In light of this the application of more technology and, crucially, more individuals qualified to use that technology to biomedical and other biological problems should indeed be welcomed. We not only have to learn how to collect more human specific data but learn ways of stratifying within conditions (eg diseases) more effectively. The author of the article bemoans the lack of crossover from biologists willing to engage with technologists and I sympatise. However this works both ways. Those with more technological sense have to be willing to engage fully with the noisy nature of biological data and not necessarily expect the results of their techniques to be strongly reproducible across different samples.
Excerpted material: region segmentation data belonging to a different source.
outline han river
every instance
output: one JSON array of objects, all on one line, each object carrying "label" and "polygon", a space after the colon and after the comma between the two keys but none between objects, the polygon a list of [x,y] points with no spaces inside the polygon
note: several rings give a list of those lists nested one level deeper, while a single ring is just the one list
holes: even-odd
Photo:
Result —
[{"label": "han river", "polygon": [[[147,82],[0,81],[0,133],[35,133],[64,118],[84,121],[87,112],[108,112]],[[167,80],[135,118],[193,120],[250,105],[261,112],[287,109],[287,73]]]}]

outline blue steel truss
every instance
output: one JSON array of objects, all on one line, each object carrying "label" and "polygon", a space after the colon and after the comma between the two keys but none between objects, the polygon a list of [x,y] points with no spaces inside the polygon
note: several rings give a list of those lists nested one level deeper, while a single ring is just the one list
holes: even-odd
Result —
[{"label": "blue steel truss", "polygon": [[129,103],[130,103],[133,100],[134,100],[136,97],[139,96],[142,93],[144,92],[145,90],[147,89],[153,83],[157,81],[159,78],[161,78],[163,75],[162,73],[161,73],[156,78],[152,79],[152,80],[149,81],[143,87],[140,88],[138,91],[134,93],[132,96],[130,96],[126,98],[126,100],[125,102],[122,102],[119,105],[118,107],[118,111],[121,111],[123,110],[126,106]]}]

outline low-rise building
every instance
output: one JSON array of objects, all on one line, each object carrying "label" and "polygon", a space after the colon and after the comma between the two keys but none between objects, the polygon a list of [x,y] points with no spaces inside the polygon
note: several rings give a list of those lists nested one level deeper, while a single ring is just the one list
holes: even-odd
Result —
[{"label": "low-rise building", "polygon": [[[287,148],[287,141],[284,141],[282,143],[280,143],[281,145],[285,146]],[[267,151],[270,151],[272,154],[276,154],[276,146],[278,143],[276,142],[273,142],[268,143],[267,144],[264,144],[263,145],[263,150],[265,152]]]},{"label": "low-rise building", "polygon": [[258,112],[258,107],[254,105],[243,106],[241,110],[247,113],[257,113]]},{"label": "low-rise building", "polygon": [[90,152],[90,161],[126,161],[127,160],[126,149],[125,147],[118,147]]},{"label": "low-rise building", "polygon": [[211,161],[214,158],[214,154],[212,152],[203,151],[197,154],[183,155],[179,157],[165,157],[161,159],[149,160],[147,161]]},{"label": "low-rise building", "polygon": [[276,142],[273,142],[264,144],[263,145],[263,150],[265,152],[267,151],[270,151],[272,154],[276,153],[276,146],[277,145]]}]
This noisey data seems to 'annoy' some of our more technically minded colleagues and there is likely no overarching model useful for all human biology.

The author ends on an optimistic note but the impact made by the researchers he mentions can only be measured once the compounds they are creating become available for treating diseases - early days yet. When I was a child we were promised flying cars and holidays on the moon!

In summary I think we are probably doing biomedical research 'wrong' to some degree and there does need to be change. I think that adopting techniques to study human disease in situ, decreased use of pre-clinical models and the application of technical advances to stratify individuals will have an impact. How that technical/biological dynamic develops will be interesting.